A sanção penal coíbe, em tese, ações que, conforme tipificadas, impossibilitariam o reinar da paz social. Entretanto, a proporcionalidade do castigo moderno frente às lesões corporais depende de uma acurada avaliação do dano ocorrido, enfim de uma perícia especializada. O olho perdido ou lesado, eventualmente já debilitado, ou sem função, precisa ser analisado por quem entende de olhos, para que a justiça se produza da forma mais eficiente possível, no sentido teleológico do legislador e, em última análise, do povo. Seria um médico a pessoa indicada? Melhor ainda um oftalmologista.
E quando as lesões se assestam no aparelho estomatognático? Seria o Médico? Melhor que não! Médicos não entendem disso. Não foram preparados, não estudaram especificamente embriologia, anatomia, fisiopatologia ou terapêutica dentárias e por esta razão não estão habilitados legalmente a exercer a odontologia.

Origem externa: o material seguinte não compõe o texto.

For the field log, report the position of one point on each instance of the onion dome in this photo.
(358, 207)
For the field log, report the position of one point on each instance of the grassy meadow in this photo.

A resposta é o Cirurgião-Dentista, diriam unanimemente os Conselhos Federais de Odontologia e de Medicina.
Só o Cirurgião-Dentista pode satisfazer plenamente aos questionamentos advindos do Código Penal Brasileiro, mais especificamente de seu art. 129.
Só o Cirurgião-Dentista seria capaz de dimensionar a lesão eventualmente ocorrida. O termo eventualmente aqui é aplicado, pois, muitas vezes, os sinais característicos da evolução da lesão demonstram uma incompatibilidade temporal, de intensidade ou natureza entre esta e o agente vulnerante. O médico seria capaz de distinguir uma fratura coronária recente de uma antiga? Seria capaz de estimar o incremento na debilidade no caso de uma patologia pré-existente? E no caso de uma concausa superveniente? Seria confiável seu prognóstico sabendo-se que muitas vezes ele sequer compreende o diagnóstico? Certamente que não.
O magistrado forma sua convicção a partir dos elementos probatórios disponíveis, e dentre estes, a perícia é um dos mais importantes, pois é científica, inquestionável, impessoal, objetiva, reprodutível e atemporal. Seria razoável que o magistrado se lastreasse em uma perícia realizada por alguém que sequer habilitação legal na área tenha? Certamente que não. Quando o caso a ser analisado é de uma queda de uma marquise com uma conseqüente fratura craniana, cada um tem seu papel bem definido: o engenheiro analisa a marquise e o médico o ferido.
As lesões a serem periciadas pelos Cirurgiões-Dentistas não se limitam ao aparelho estomatognático em si, mas se estendem por todo o corpo, nos casos de marcas de mordida em casos como atentado violento ao pudor, estupro ou simplesmente lesões corporais, onde a confrontação pode permitir identificar um suspeito ou, até mais importante, inocentar um já condenado. E também não se limitam ao corpo humano, como faz parecer o nome do exame: “exame de corpo de delito”, que pode ser realizado em objetos inanimados, como frutas, queijos, doces e outras guloseimas encontradas em local de crime.
Estas são apenas algumas razões para que as perícias criminais, que não são facultativas, sejam realizadas por Cirurgiões-Dentistas, sempre que para sua eficiência e confiabilidade os conhecimentos específicos e habilitação exigíveis sejam odontológicos.